The outgoing president of the African Development Bank (AfDB) spoke down with MGAfrica.com deputy editor Lee Mwiti at the World Economic Forum on Africa in June 2015 to talk about his tenure, how the Chinese link made him furious, his greatest challenges, his legacy, and what he plans to do next.
Mail & Guardian Africa: If you were to give a “state of the AfDB speech” today, what would you choose to highlight?
Donald Kaberuka: We leave behind an institution, which from a financial viewpoint, is perhaps the strongest in Africa. There are not many AAA-rated organisations now, as measured in equity reserves plus paid-in capital of $9.7-billion.
We have doubled the portfolio in 10 years. We have done for infrastructure alone — energy, transport — twice what the bank has done in 40 years.
M&G Africa: The bank that you have described has undergone structural changes in the last two decades or so. What in your view have been the most significant?
DK: The bank is as good as can be. We have focused on big pushes in infrastructure, private sector, economic integration, and then the fragile states. These are the four big items of my administration. The private sector upped 10 times to $200-billion a year, infrastructure we have done $28-billion, of which half was energy; we are probably the most important player in infrastructure for most countries in Africa, both national infrastructure and regional infrastructure. People have called me Mr Infrastructure, because that is what I have tried to focus on in my administration.
M&G Africa: But you are letting the Chinese take all the plaudits?
DK: Well, we provide the funding, the countries do the tenders. We only check if the tenders are in accordance with our regulations. So when a country does tendering European companies come, Chinese companies come. Chinese companies have been winning because they are cheaper. So people see this and they think it is the Chinese doing the building who are also funding.
M&G Africa: What are you most proud of in your tenure?
DK: I am most proud that we leave behind an institution that has the financial strength, and therefore the means and the wherewithal to serve Africa well. I am also proud that it is now recognised as Africa’s premier development institution.
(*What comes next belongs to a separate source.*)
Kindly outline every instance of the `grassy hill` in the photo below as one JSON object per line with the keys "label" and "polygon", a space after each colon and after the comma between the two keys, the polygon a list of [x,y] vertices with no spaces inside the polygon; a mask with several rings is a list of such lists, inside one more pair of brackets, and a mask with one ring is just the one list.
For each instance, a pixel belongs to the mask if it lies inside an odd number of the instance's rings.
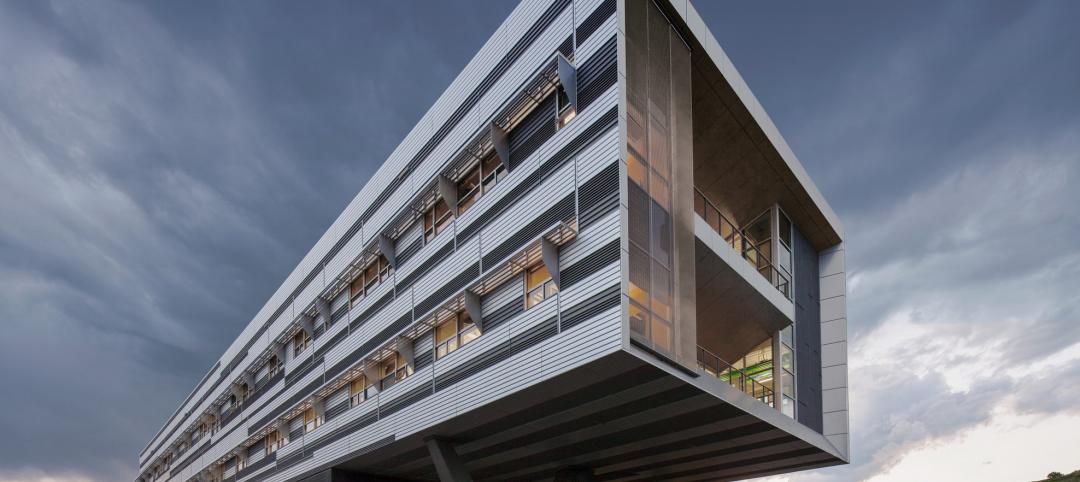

And lastly it is an institution focused on the things that Africa considers a priority — its infrastructure, private sector and dealing with countries coming out of conflict.
M&G Africa: What would you say is the biggest challenge to Africa?
DK: I think the biggest challenge in every Africa country is how to turn economic growth into economic transformation. This is where jobs are created. In the 1970s, 1980s, Africa was getting poorer, so population increase was outstripping economic growth. So per capita, we were getting poorer. From the 2000s economic growth started exceeding population increase. It’s not fast enough to reduce poverty quickly, so you need to get this strong growth to change the structure of the economy.
M&G Africa: Regional integration: where can you say we are at, and what can the bank do to further support this?
DK: First of all I am glad that finally the tripartite (EAC-Comesa-SADC or East African Community, Common Market for Eastern and Southern Africa and the Southern African Development Community) will be signing this agreement in Sharm el-Sheikh [in Egypt] this week, because the bank has been a big supporter of the tripartite, financially, technically and in institution building. If they can pull off this, it will be a major way forward. I do not think tariffs will be an issue, but I think Non-Tariff Barriers (NTBs) remain very much a work in progress.
M&G Africa: Africa is a most vibrant place. What three things most surprised you about it during your term as president?
DK: No one expected the collapse of Lehman Brothers, not even the Americans. Or the Arab Springs. But what surprised me was the resilience of the African economies. The general wisdom out there was that African economies would suffer huge damage.
That resilience, I see it post financial crisis, post terrorist acts. It is something that is beginning to help in the reshaping of the narrative. I am not starry-eyed: we certainly have to rebuild our shock absorbers, which were weakened by the crisis.
Many countries are also able to innovate and leapfrog, such as Kenya with mobile technology, people are now going there to learn about something that has huge implications for financial inclusion. Also, how Africa has been able to attract increasing investment from outside.
M&G Africa: How should we see China on these shores?
DK: As a major partner from an investment perspective, an infrastructure perspective, and a major partner to learn from, but not to copy, because we are different. But we need a long-term strategy of how to deal with these emerging markets. I am hoping this can be ready for the next FOCAC (Forum on China-Africa Co-operation, in December in South Africa].
M&G Africa: What next for a man of 63 years? There is a very loud whisper you are going into private equity on other shores?
DK: Everyone asks me this question. Private equity is going places in Africa, and I think if I can play a role in bringing those investments into different African countries, I would definitely play that role with a lot of excitement.
I am looking at different options, but I have not made that decision yet.